If you want
to celebrate the universe's birthday, you might need to add a few more candles
to the cake. (More than 20 million)
That is
because our universe is about twenty (20) million years older than thought,
according to the most accurate measurement yet made of the universe's age.
The data are
the latest from the Wilkinson Microwave Anisotropy Probe (WMAP), a satellite
launched in 2001 that has been mapping what's known as the cosmic microwave
background radiation. This "afterglow of creation" is believed to be
radiation emitted as matter began to cool 400,000 years after the big bang
created the universe.
The faint,
almost uniform radiation is coming from every direction in the sky, and it can
be picked up from billions of light-years away. By mapping the cosmic microwave
background, WMAP is literally creating a picture of the early years of the
cosmos.
Hot and cold
spots in WMAP's cosmic microwave background data compared with computer simulations.
Universe's
Fingerprint?
With precise
enough measurements, scientists can detect slight variations in temperature in
this primordial light: hot and cold spots that eventually formed the seeds of
galaxies.
By matching the size of the spots—as well as other WMAP data—to
hundreds of millions of mathematical models of the universe, researchers can
determine which model best matches reality.
"I like
to describe it as a fingerprint," said study co-author Charles Bennett, an
astrophysicist at Johns Hopkins University in Baltimore, Maryland. "We can
make a bunch of computer simulations of universes that all look
different," by inputting different values for the unknowns, such as the
exact age and the amount of dark matter.
"Then
we have a mug book of these simulations"—an astrophysical version of a
collection of mug shots used to help witnesses identify criminals—"and our
fingerprint, which is our map of the sky," he said. "We just look to
see what matches, and we say, That's what our universe looks like."
Based on
seven years of WMAP data, Bennett and colleagues concluded that the universe is
13.75 billion years old, give or take 0.11 billion. Previous calculations using
the same methods but fewer data had said the universe is 13.73 billion years old,
give or take 0.12 billion. Twenty million years might seem short, in the grand
scheme of things.

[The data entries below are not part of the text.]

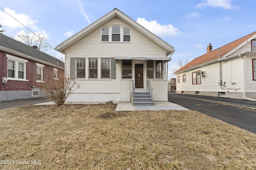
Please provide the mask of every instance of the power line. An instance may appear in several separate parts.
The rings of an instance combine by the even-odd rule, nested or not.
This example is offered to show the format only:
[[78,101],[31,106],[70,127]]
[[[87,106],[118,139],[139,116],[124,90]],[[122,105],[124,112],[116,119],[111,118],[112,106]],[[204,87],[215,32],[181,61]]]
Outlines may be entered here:
[[[4,12],[5,12],[7,14],[8,14],[8,15],[9,15],[9,16],[10,16],[11,17],[12,17],[13,19],[14,19],[14,20],[15,20],[16,21],[18,21],[18,22],[19,22],[19,23],[20,23],[21,25],[23,25],[23,26],[24,27],[25,27],[25,28],[26,28],[27,29],[28,29],[30,32],[31,32],[32,33],[33,33],[33,34],[34,34],[35,35],[36,35],[36,37],[37,37],[38,38],[39,38],[39,39],[41,39],[41,40],[42,40],[43,41],[44,41],[45,43],[46,43],[50,47],[51,47],[53,49],[54,49],[54,50],[56,50],[55,49],[54,47],[52,47],[50,44],[49,44],[48,43],[47,43],[46,41],[44,41],[42,38],[41,38],[40,37],[39,37],[35,33],[34,33],[34,32],[33,32],[31,29],[30,29],[29,28],[28,28],[27,27],[26,27],[25,25],[24,25],[24,24],[23,24],[21,22],[20,22],[19,20],[17,20],[16,18],[14,18],[13,16],[12,16],[11,14],[9,14],[8,12],[7,12],[5,10],[4,10],[4,9],[3,9],[2,8],[2,7],[1,7],[0,6],[0,9],[1,9],[2,10],[3,10]],[[58,51],[58,52],[60,53],[59,51]]]

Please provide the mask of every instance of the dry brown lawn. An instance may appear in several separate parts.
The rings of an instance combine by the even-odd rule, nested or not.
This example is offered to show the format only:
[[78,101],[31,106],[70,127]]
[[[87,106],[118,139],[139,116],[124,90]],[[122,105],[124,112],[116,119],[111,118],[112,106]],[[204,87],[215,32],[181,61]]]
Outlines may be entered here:
[[0,111],[0,169],[256,169],[255,134],[195,111],[115,107]]

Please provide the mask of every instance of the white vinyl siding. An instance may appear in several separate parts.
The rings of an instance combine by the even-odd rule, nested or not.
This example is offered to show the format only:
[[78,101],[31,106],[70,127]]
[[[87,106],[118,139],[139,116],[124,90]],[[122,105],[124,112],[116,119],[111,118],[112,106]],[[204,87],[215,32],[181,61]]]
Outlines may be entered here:
[[[220,63],[216,62],[208,66],[182,72],[176,75],[182,77],[186,74],[186,81],[180,81],[176,85],[177,90],[188,92],[225,92],[225,89],[230,88],[229,92],[242,92],[244,89],[243,59],[241,58],[225,61],[222,63],[222,83],[226,82],[226,88],[221,88],[219,85]],[[250,72],[252,74],[252,61],[250,61]],[[205,72],[206,75],[201,76],[201,84],[193,84],[192,72],[200,69]],[[232,83],[235,83],[232,84]],[[238,90],[240,89],[240,90]],[[235,91],[236,90],[236,91]]]
[[[245,83],[247,92],[256,93],[256,81],[253,80],[253,63],[252,59],[255,59],[255,57],[246,57],[246,79]],[[256,62],[255,61],[254,62]]]
[[154,80],[150,81],[153,87],[153,101],[167,101],[168,100],[167,80]]
[[[126,29],[130,28],[130,25],[117,18],[115,18],[82,38],[65,50],[65,73],[66,76],[70,77],[71,57],[86,58],[87,60],[86,61],[88,61],[88,58],[98,58],[98,63],[100,63],[100,60],[99,60],[104,58],[113,58],[115,56],[136,56],[144,57],[166,57],[167,51],[165,50],[132,28],[130,30],[130,42],[127,43],[102,41],[102,29],[111,27],[112,26],[116,25],[120,25],[121,27]],[[112,34],[110,30],[109,32],[109,34]],[[80,87],[79,89],[76,89],[74,93],[119,93],[120,95],[121,101],[130,101],[130,89],[129,82],[131,79],[122,79],[121,61],[116,60],[116,79],[102,79],[101,76],[100,75],[101,74],[101,66],[100,64],[98,67],[98,79],[89,79],[89,76],[87,75],[88,73],[86,72],[86,74],[87,77],[78,80],[79,82],[80,83]],[[86,67],[88,66],[88,63],[86,62]],[[165,72],[165,68],[164,62],[163,70],[164,72]],[[87,69],[86,70],[86,71],[88,71]],[[146,68],[145,71],[146,71]],[[112,70],[111,72],[112,72]],[[166,76],[166,73],[164,72],[163,74],[164,79],[165,78]],[[146,79],[145,80],[146,81]],[[163,80],[159,80],[166,81]],[[164,83],[166,86],[166,83]],[[164,96],[167,96],[166,87],[165,89]],[[165,90],[164,89],[160,90],[162,92]],[[157,92],[158,90],[156,90],[156,91]],[[163,93],[162,92],[160,93],[162,94]],[[160,100],[161,98],[160,96],[157,97],[160,95],[157,93],[156,94],[157,100]],[[166,97],[164,97],[164,100],[166,101]]]

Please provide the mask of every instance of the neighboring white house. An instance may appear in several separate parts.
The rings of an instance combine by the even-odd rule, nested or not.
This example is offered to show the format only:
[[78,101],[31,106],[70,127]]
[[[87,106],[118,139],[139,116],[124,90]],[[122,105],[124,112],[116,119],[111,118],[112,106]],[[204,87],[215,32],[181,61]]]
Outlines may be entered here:
[[56,49],[65,55],[66,76],[81,85],[67,102],[131,101],[134,84],[144,92],[150,84],[153,101],[168,100],[174,48],[116,8]]
[[207,51],[174,73],[177,93],[256,101],[256,32]]

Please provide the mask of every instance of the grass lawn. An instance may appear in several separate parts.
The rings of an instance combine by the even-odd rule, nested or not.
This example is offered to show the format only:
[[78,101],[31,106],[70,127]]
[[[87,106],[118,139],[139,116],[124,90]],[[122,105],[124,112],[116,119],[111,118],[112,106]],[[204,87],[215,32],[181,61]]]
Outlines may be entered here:
[[115,107],[0,111],[0,169],[256,169],[255,134],[195,111]]

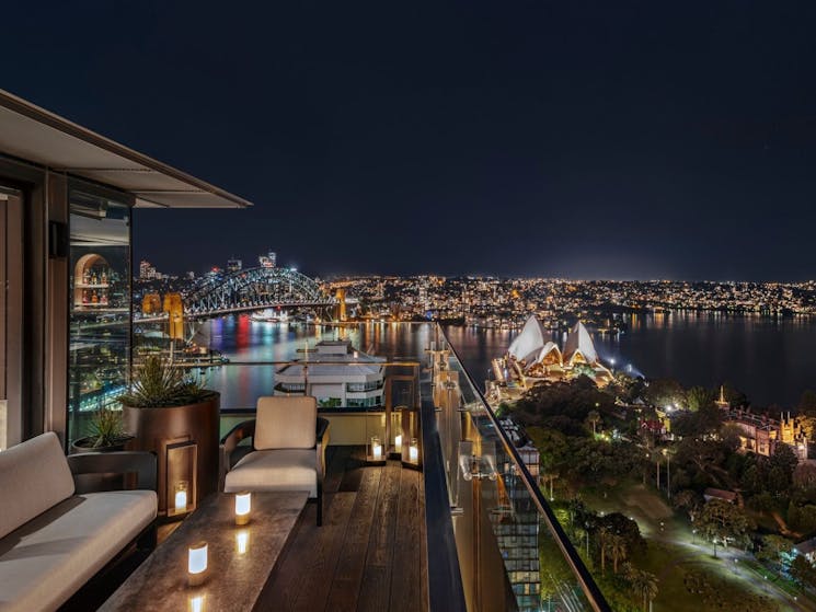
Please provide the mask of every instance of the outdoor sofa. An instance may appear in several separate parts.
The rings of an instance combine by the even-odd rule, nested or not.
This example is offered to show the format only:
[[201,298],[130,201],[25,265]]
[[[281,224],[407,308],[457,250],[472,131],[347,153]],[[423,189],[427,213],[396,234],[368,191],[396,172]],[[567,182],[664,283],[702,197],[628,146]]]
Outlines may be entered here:
[[[78,493],[93,473],[137,489]],[[54,432],[0,452],[0,612],[57,610],[129,544],[154,546],[156,518],[151,453],[66,458]]]

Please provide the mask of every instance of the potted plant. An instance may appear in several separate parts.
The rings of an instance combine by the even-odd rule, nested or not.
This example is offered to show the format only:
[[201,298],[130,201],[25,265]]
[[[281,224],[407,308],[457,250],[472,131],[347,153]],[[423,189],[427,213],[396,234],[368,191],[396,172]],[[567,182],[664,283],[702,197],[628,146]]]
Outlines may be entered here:
[[113,452],[125,450],[125,444],[133,439],[125,432],[125,425],[119,411],[100,408],[91,415],[91,435],[74,440],[73,452]]
[[168,446],[195,442],[197,447],[195,503],[218,488],[220,394],[203,388],[188,371],[158,355],[150,355],[134,371],[130,392],[120,399],[125,427],[134,434],[129,448],[158,457],[159,512],[168,499]]

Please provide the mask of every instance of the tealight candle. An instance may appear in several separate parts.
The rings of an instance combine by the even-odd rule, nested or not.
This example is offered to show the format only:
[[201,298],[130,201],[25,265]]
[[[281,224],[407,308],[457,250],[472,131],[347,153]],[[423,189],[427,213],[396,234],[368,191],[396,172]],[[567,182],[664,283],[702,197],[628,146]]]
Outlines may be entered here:
[[181,481],[175,485],[175,513],[181,515],[187,511],[187,483]]
[[249,492],[235,494],[235,524],[250,522],[250,508],[252,507],[252,494]]
[[235,533],[235,550],[239,555],[245,555],[250,550],[250,532],[245,529]]
[[187,579],[191,585],[200,585],[207,574],[207,543],[198,542],[187,549]]
[[416,438],[411,438],[411,446],[409,447],[409,460],[412,463],[420,462],[420,447],[417,446]]

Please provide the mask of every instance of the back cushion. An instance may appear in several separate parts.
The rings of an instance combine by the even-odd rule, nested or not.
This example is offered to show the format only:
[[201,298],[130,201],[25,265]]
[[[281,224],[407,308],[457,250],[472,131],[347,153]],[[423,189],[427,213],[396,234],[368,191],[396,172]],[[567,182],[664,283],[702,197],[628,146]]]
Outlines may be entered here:
[[255,449],[314,448],[317,426],[318,401],[314,397],[258,397]]
[[54,431],[0,452],[0,538],[71,495],[73,477]]

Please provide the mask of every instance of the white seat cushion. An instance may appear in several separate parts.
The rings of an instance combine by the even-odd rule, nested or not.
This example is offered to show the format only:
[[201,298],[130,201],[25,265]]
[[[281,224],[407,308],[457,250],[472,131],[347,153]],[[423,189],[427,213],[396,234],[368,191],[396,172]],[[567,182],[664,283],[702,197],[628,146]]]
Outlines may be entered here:
[[313,449],[317,427],[314,397],[258,397],[252,446],[255,450]]
[[71,470],[54,431],[0,452],[0,538],[71,495]]
[[318,496],[318,453],[314,449],[251,452],[227,473],[223,490],[307,490]]
[[56,610],[156,519],[152,490],[77,495],[0,540],[0,611]]

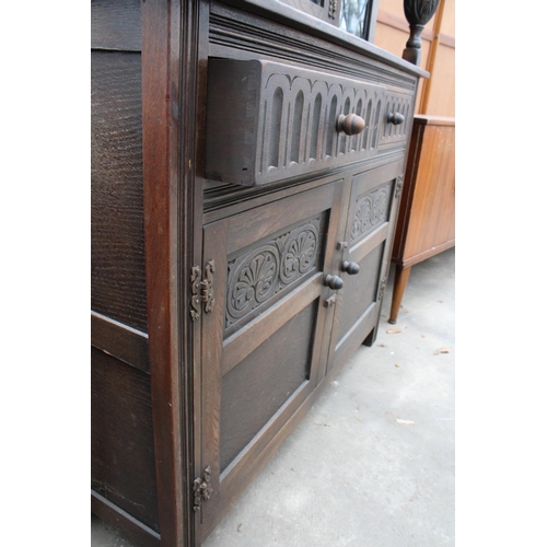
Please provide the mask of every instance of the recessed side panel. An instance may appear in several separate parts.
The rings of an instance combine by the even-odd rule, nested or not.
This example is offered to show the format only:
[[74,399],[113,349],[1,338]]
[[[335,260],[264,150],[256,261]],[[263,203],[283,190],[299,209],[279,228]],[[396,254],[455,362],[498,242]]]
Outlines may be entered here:
[[159,532],[150,375],[91,351],[91,487]]
[[91,307],[147,331],[141,55],[91,54]]

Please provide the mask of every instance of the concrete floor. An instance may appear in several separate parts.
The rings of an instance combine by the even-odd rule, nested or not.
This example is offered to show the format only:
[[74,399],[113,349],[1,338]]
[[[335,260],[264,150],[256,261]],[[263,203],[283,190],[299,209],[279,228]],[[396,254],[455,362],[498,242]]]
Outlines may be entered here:
[[[412,268],[360,348],[203,547],[454,546],[455,249]],[[449,350],[447,352],[440,350]],[[92,516],[92,547],[133,547]]]

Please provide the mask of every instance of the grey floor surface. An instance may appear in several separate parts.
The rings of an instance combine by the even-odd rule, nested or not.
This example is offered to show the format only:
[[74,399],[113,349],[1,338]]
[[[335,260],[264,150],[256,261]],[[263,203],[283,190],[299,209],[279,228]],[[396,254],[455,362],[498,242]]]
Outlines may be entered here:
[[[455,249],[410,274],[203,547],[454,546]],[[388,330],[400,328],[400,333]],[[92,515],[92,547],[136,544]]]

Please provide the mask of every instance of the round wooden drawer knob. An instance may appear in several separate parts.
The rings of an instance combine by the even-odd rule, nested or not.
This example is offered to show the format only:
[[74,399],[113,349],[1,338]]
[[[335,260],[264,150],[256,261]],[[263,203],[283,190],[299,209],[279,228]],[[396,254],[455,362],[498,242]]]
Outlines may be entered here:
[[348,276],[356,276],[357,274],[359,274],[361,268],[359,267],[359,264],[357,264],[357,263],[348,263],[348,260],[344,260],[341,270],[346,271],[346,274],[348,274]]
[[336,121],[336,130],[346,135],[359,135],[364,129],[364,119],[357,114],[340,114]]
[[400,126],[405,121],[405,116],[399,114],[398,112],[392,112],[387,115],[387,123],[393,124],[394,126]]

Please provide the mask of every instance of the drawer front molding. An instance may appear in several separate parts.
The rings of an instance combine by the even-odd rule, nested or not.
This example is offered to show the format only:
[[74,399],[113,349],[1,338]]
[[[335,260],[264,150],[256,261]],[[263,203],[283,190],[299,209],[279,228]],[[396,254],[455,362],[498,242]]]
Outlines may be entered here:
[[[385,124],[385,88],[264,60],[209,61],[206,176],[263,185],[370,158]],[[337,124],[354,114],[358,135]]]

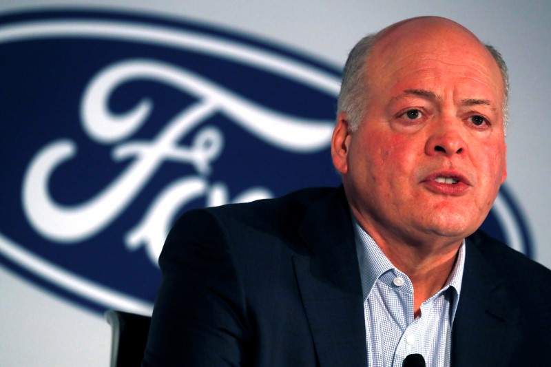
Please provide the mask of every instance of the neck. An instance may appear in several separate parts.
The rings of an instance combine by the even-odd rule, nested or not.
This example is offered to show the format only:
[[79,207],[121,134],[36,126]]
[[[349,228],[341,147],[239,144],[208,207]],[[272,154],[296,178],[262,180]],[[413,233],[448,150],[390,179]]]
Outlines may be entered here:
[[371,226],[361,222],[360,225],[390,262],[411,280],[414,311],[418,316],[421,304],[445,285],[455,264],[463,239],[435,236],[424,240],[404,241],[392,233],[384,235]]

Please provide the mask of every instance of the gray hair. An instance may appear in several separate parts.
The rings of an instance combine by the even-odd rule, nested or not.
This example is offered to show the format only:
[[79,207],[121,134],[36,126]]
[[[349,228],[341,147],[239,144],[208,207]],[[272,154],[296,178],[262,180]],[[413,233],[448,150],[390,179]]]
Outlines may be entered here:
[[[369,79],[369,58],[377,39],[378,33],[368,34],[356,43],[349,54],[342,72],[339,98],[337,103],[337,114],[346,112],[348,114],[349,129],[356,131],[365,114],[366,93]],[[506,131],[509,123],[509,73],[507,65],[501,54],[492,45],[484,45],[493,56],[499,67],[504,87],[503,96],[503,128]]]

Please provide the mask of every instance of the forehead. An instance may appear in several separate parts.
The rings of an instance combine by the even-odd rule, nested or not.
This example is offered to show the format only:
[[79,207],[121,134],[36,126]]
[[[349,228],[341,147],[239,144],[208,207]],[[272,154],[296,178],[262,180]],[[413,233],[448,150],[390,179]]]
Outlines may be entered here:
[[384,31],[377,40],[366,65],[370,85],[388,90],[422,87],[425,83],[502,96],[497,63],[472,33],[457,23],[412,23]]

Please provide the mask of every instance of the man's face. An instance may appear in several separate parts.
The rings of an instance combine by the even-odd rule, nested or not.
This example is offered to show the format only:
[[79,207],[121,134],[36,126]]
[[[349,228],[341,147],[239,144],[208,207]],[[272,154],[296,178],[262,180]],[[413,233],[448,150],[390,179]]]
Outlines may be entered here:
[[339,117],[333,161],[374,238],[457,241],[480,226],[506,176],[503,82],[464,30],[412,23],[375,46],[363,120],[350,134]]

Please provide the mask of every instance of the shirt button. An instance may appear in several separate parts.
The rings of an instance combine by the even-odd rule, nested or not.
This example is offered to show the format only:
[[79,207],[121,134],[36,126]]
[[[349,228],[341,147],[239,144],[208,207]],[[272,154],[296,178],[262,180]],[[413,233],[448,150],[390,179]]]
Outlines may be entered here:
[[394,283],[394,285],[396,286],[402,286],[404,285],[404,280],[400,277],[395,277],[392,282]]

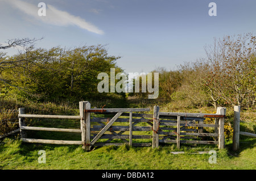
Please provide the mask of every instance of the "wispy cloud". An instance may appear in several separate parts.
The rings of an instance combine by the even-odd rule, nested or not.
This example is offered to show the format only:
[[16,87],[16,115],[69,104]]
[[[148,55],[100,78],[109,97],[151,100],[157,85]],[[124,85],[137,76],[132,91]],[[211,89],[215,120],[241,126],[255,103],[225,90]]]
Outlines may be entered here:
[[75,25],[97,34],[103,35],[104,33],[103,31],[98,29],[91,23],[86,22],[84,19],[73,15],[68,12],[58,10],[49,4],[46,5],[47,7],[46,16],[39,16],[38,11],[40,7],[37,6],[38,5],[35,5],[20,0],[2,1],[45,23],[60,26]]

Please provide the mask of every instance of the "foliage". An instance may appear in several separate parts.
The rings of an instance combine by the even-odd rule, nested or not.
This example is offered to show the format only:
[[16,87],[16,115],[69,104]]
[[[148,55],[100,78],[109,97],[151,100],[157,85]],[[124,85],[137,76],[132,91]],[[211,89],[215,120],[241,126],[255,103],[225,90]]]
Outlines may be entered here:
[[2,71],[6,80],[0,85],[2,92],[9,96],[39,101],[102,97],[106,94],[97,91],[98,74],[109,73],[112,68],[115,68],[116,73],[122,71],[115,65],[119,57],[109,56],[101,45],[69,50],[30,47],[24,53],[3,58],[10,62],[23,61]]

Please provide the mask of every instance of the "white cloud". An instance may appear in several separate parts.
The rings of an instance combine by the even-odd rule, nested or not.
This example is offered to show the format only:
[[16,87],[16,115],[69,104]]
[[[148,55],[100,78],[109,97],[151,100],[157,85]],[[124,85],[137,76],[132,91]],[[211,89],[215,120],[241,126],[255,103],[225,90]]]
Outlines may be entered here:
[[2,1],[45,23],[60,26],[75,25],[97,34],[104,33],[103,31],[99,30],[93,24],[87,22],[85,19],[74,16],[68,12],[57,10],[54,6],[48,4],[47,5],[46,16],[39,16],[38,11],[40,7],[38,7],[38,5],[35,5],[20,0]]

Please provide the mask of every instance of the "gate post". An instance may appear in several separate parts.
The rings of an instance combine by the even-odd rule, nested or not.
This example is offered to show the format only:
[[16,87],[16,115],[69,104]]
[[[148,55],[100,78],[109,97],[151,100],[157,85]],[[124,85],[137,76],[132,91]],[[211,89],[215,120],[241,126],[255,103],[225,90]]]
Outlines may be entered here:
[[240,106],[234,106],[234,123],[233,131],[233,150],[239,149],[239,134],[240,132]]
[[[226,108],[221,107],[220,113],[222,115],[226,115]],[[218,149],[222,149],[225,146],[225,137],[224,137],[224,123],[225,117],[220,117],[218,126]]]
[[88,101],[79,102],[79,110],[81,117],[80,125],[81,140],[84,143],[82,149],[85,150],[90,149],[90,113],[85,112],[85,110],[90,109],[90,103]]
[[154,107],[153,117],[153,136],[152,139],[152,148],[158,148],[159,145],[159,136],[158,133],[159,127],[159,107]]
[[[19,115],[23,115],[25,113],[25,109],[24,108],[19,108]],[[24,121],[24,117],[19,117],[19,126],[20,127],[26,126]],[[27,134],[24,130],[20,129],[20,137],[22,138],[26,138],[27,137]]]

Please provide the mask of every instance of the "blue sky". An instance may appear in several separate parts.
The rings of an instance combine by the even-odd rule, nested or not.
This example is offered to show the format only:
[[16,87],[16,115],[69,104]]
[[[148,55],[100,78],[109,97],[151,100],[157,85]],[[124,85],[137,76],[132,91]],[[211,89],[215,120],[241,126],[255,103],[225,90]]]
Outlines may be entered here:
[[[40,2],[46,16],[38,15]],[[256,1],[0,0],[0,44],[43,36],[36,47],[106,44],[126,73],[146,73],[204,57],[214,37],[255,33]]]

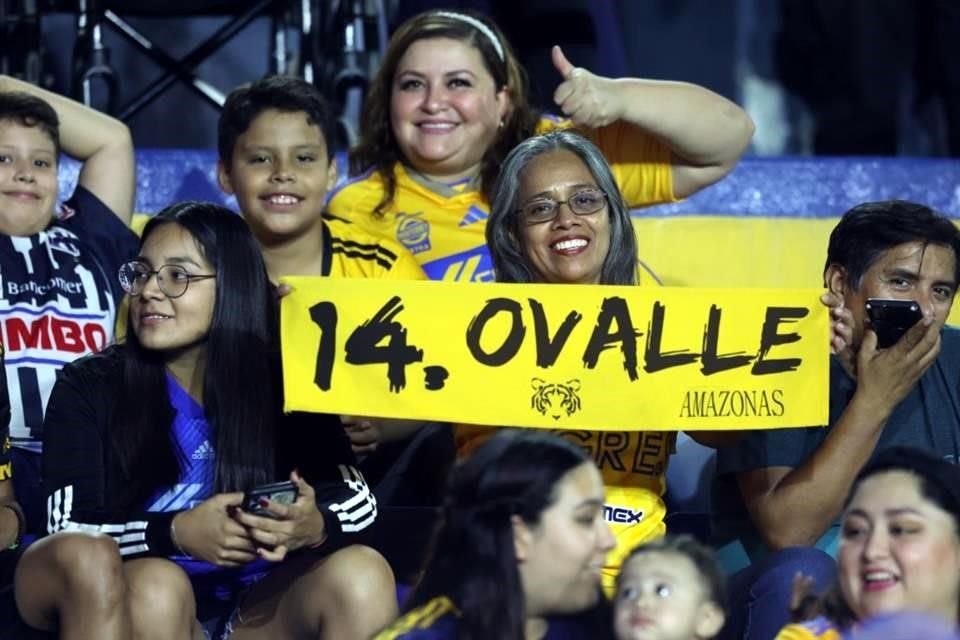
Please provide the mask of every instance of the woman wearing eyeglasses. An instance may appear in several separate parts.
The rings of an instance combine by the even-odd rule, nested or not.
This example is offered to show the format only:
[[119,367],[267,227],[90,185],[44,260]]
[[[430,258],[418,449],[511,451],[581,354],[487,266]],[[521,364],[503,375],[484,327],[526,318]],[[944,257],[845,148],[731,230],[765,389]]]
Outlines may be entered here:
[[[332,416],[282,414],[275,301],[243,220],[182,203],[120,270],[127,340],[68,365],[44,422],[47,526],[17,604],[63,638],[365,638],[396,610],[376,517]],[[244,492],[292,481],[290,504]],[[249,506],[249,505],[248,505]],[[90,535],[95,534],[95,535]],[[359,585],[359,586],[358,586]]]
[[[637,241],[630,212],[600,149],[586,138],[554,131],[530,138],[507,156],[487,222],[487,246],[498,282],[636,285]],[[457,428],[458,453],[491,433]],[[667,460],[673,432],[557,431],[585,448],[600,468],[608,521],[617,539],[603,586],[612,594],[623,557],[663,535]]]

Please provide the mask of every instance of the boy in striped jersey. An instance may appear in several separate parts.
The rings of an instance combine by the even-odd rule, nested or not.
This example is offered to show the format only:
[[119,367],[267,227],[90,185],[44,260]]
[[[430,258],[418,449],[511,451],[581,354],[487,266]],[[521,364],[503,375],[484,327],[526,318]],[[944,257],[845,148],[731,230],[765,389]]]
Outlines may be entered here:
[[[236,196],[270,279],[426,279],[399,243],[324,213],[327,192],[337,180],[333,140],[329,105],[299,78],[268,76],[227,96],[217,130],[217,179]],[[406,441],[423,426],[419,421],[341,419],[356,455],[372,456],[361,460],[371,484],[389,472]],[[390,443],[386,450],[384,443]]]

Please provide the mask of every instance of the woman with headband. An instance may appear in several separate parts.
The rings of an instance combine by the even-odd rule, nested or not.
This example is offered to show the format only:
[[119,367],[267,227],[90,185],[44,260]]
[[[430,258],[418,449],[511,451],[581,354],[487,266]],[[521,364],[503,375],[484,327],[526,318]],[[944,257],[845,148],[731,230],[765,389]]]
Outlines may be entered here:
[[[328,212],[396,238],[431,279],[491,281],[491,190],[503,159],[527,138],[582,129],[610,161],[627,204],[638,207],[716,182],[753,134],[740,107],[702,87],[602,78],[574,67],[559,47],[553,61],[560,119],[530,105],[523,69],[486,18],[430,11],[402,24],[364,104],[350,156],[355,177],[332,192]],[[639,278],[659,282],[649,271]],[[377,420],[345,427],[359,448],[407,435]]]
[[[404,244],[433,279],[492,280],[484,246],[500,164],[537,133],[576,126],[603,150],[631,207],[688,196],[726,175],[753,133],[729,100],[681,82],[604,78],[559,47],[564,118],[528,102],[523,69],[495,24],[430,11],[397,29],[367,95],[353,181],[329,211]],[[649,274],[644,274],[647,281]]]

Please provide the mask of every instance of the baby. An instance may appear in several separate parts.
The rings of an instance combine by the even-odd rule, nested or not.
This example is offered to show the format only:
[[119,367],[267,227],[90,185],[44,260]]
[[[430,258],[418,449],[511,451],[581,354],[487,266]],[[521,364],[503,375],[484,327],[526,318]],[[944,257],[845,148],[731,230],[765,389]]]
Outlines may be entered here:
[[617,577],[617,640],[707,640],[720,632],[726,601],[713,552],[690,536],[634,549]]

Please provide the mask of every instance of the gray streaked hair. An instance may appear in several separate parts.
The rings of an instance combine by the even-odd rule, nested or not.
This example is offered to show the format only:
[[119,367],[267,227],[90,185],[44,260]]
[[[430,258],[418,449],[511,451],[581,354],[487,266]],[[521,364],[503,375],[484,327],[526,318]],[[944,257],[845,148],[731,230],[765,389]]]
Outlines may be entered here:
[[577,155],[607,194],[610,215],[610,249],[600,270],[601,284],[637,283],[637,238],[630,222],[630,209],[610,171],[603,153],[595,144],[570,131],[551,131],[517,145],[503,161],[493,189],[487,247],[498,282],[538,282],[539,274],[521,246],[517,194],[520,176],[534,159],[545,153],[566,149]]

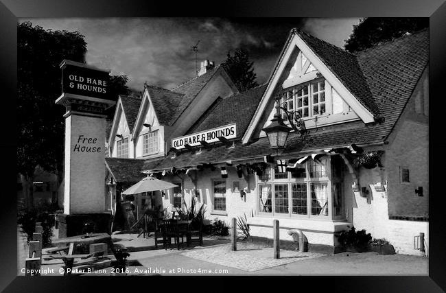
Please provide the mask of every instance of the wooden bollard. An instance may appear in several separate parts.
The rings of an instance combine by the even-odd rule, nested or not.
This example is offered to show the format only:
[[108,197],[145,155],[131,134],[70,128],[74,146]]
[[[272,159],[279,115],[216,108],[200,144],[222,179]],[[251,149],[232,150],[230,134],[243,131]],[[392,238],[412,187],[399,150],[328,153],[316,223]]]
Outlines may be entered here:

But the new, more tightly defined age will give scientists a
better shot at solving some of the great mysteries of the universe, such as
dark matter and dark energy.
"You
can't just measure stuff and put together a model and say, Oh, that's our
universe, and stop there," Bennett said. "The big question is, as we
measure more carefully, does the model break or does it need something
else?"
"By
squeezing down on the values of all these things [like the universe's age] we
are squeezing down on other things, like dark energy. The better we know the
values of these things, the better we understand dark energy."
The findings
are part of a suite of WMAP papers published online in January at the
scientific preprint Web site arXiv.org.